In the complaint, Evans is accused of charging Victim 1 for other products and services that include: 

  • $10,000 for "ongoing spiritual work" — Evans allegedly took him to stores to apply for store-branded credit cards in December 2019. Then in January 2020, she paid herself $10,000 without his authorization. When he asked Evans about it, she said it was for "ongoing spiritual work." At the time of the charge, her checking account was negative. 
  • $8,322.21 to work with "energies" to help him find a job, which she said she had to then "pause" because she was busy "helping homeless people" during the COVID-19 pandemic
  • $9,095 for a crystal to help his love interest break up with her boyfriend (he never saw the crystal)
  • $5,000 for a crystal to get his recently-deceased father out of purgatory and into heaven (he never saw the crystal)
  • $2,000 for candles to "clean" his "chakras" (the victim never saw the candles, charges state)
  • $1,070 to help her rent a car to go on a "spiritual journey" for him, which happened right after she flew to Los Angeles with her husband and young son

Prosecutors allege Evans made statements intended to gain and retain the victim's trust. She said he could rely on her instead of a mental health professional and she promised that he'd benefit "tenfold" from every penny he spent on her, and advised him not to tell his family about the lengths to which he was going to get money to pay her, the complaint said. 
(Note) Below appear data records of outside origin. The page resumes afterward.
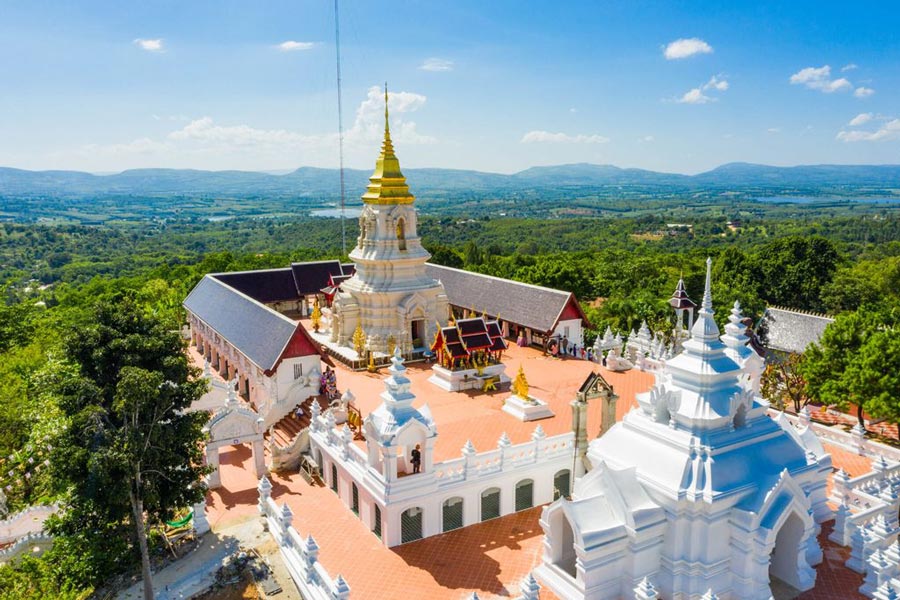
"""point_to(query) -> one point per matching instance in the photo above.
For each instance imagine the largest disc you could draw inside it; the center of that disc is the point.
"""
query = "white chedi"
(697, 489)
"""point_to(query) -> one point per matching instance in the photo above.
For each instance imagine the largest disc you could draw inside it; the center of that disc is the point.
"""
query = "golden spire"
(387, 185)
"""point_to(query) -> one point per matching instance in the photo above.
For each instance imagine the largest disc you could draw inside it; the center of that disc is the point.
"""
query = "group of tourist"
(328, 384)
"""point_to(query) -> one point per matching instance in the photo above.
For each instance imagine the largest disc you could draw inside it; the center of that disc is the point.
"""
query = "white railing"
(28, 521)
(853, 440)
(299, 554)
(29, 542)
(866, 519)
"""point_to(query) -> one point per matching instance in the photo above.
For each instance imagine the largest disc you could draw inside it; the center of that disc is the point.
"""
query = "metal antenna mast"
(337, 48)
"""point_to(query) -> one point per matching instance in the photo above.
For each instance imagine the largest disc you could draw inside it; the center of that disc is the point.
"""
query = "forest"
(62, 282)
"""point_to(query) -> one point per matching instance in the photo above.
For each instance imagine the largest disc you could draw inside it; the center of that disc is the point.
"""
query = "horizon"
(101, 87)
(282, 172)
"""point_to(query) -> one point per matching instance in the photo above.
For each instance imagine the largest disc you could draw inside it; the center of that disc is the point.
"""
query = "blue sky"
(495, 86)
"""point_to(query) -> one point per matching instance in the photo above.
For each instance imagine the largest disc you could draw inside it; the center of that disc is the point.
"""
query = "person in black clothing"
(416, 458)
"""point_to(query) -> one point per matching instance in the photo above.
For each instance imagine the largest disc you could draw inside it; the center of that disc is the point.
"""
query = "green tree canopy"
(131, 454)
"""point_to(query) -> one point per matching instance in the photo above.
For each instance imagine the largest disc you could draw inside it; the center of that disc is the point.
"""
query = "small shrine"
(521, 404)
(469, 354)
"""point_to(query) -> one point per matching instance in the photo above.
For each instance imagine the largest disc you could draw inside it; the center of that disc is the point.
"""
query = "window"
(524, 494)
(376, 522)
(452, 513)
(561, 484)
(411, 525)
(490, 504)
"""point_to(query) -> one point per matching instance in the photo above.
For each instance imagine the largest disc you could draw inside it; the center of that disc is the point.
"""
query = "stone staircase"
(288, 438)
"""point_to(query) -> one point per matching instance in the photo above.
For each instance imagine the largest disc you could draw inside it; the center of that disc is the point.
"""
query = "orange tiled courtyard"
(489, 558)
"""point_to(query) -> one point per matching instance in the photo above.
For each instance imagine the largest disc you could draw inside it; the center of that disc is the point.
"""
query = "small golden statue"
(520, 384)
(359, 340)
(392, 343)
(316, 316)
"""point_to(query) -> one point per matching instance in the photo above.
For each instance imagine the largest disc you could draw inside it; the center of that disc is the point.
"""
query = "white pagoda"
(697, 491)
(390, 296)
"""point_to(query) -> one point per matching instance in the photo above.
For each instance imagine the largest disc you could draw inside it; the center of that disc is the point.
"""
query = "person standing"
(416, 458)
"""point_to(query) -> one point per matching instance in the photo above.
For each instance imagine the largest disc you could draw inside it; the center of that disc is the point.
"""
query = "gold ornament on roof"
(520, 384)
(387, 185)
(316, 317)
(359, 339)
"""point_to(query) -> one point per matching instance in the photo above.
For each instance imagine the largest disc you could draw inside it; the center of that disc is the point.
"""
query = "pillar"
(214, 479)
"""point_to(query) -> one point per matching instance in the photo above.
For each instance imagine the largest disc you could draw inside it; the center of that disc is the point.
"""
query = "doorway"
(417, 331)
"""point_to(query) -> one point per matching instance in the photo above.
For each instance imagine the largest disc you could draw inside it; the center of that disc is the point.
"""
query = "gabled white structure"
(696, 491)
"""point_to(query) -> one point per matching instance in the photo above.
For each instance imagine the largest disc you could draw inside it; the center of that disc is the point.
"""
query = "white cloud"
(819, 78)
(890, 130)
(436, 65)
(695, 96)
(562, 138)
(149, 45)
(292, 46)
(202, 138)
(861, 119)
(686, 47)
(715, 83)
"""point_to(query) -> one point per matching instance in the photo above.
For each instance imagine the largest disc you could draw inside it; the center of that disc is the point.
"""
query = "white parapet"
(467, 379)
(526, 409)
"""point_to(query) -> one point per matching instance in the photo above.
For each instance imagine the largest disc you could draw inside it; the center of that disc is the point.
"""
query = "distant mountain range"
(314, 182)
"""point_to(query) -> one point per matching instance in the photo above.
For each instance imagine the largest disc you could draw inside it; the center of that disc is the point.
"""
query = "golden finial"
(387, 126)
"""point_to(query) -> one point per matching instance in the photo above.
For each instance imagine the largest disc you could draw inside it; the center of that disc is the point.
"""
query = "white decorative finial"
(707, 290)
Charges also detail Evans' alleged actions with Victim 2. Victim 2, who was 64 when she began seeing Evans, has been diagnosed with mental health issues and has been under the care of a psychiatrist since at least 2004. 
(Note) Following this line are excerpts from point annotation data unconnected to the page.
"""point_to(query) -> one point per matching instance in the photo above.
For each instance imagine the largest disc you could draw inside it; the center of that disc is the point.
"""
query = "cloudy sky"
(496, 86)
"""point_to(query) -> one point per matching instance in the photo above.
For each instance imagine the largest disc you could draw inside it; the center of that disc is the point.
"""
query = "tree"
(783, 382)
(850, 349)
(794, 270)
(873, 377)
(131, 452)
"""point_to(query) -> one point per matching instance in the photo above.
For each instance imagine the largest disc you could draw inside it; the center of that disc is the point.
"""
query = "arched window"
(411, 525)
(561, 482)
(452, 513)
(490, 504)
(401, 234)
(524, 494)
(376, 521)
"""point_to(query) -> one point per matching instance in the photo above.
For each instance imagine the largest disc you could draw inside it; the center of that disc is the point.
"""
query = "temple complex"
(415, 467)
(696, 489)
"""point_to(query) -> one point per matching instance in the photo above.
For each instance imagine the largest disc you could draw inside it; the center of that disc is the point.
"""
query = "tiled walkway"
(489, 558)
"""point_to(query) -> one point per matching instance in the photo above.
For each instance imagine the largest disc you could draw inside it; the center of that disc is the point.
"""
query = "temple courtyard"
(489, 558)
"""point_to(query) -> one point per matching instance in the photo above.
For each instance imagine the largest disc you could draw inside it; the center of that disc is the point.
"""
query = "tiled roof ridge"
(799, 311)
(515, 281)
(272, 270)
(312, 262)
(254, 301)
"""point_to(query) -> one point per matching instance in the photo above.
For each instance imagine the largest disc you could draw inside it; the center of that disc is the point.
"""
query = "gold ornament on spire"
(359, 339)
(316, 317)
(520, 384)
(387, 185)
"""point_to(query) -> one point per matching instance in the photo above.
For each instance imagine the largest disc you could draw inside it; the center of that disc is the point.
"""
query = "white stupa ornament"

Police contacted Victim 2 after seeing she made several large payments to Evans via PayPal, and that Evans had attempted to link the victim's credit card to her PayPal account as a payment source. 

According to the charges, Victim 2 began seeing Evans in 2018, primarily using her for "psychic services" to help her catch the attention of a love interest. 

The victim ended up paying thousands of dollars to Evans, including going with Evans to open a $10,000 line of credit which she used to pay Evans for a crystal, charges said. Evans told the bank she was the victim's daughter and the money was for "renovations." The victim never saw the crystal.

Victim 2 reported several transactions similar to what Victim 1 reported, including for ceremonies, services and candles, charges said. She also gave Evans a loan after Evans claimed her husband cleaned out her bank account. On two separate occasions, Evans took $5,428 from the victim's life insurance policy, saying she was "protecting" her from the "evil" money.

Evans would tell the victim things like, "You have me, you don't need your therapist." And that "death" had been stalking her for "her whole life," which is why the victim needed to cash in her life insurance policy, the complaint states. Evans also said "people" were following her around, and that her "cancer would come back" if she didn't pay Evans to help her. 

Evans spoke to investigators on April 12 of this year, she defended her interactions with the clients, saying she never forces them to buy products, only recommends things, charges. 

She compared herself to a doctor who prescribes medicine but can't force people to take it, telling investigators: “I recommend things that will help, I give them the things that will help, I give them the guidance, but it’s like, you could lead a horse to water but you can’t make the horse drink the water.” 

She added that “everybody needs a spiritual life coach” and that “there should be more people out there like me," the complaint states. 

Evans said she wasn't aware that Victim 1 had mental health issues and declined to answer questions about Victim 2 or other customers, citing privacy concerns, the complaint says. 

Prior to these criminal charges, police reports involving Evans show Hopkins officers previously spoke with her at least twice about allegations of fraud from her customers and she admitted and promised to stop such conduct, the charges state.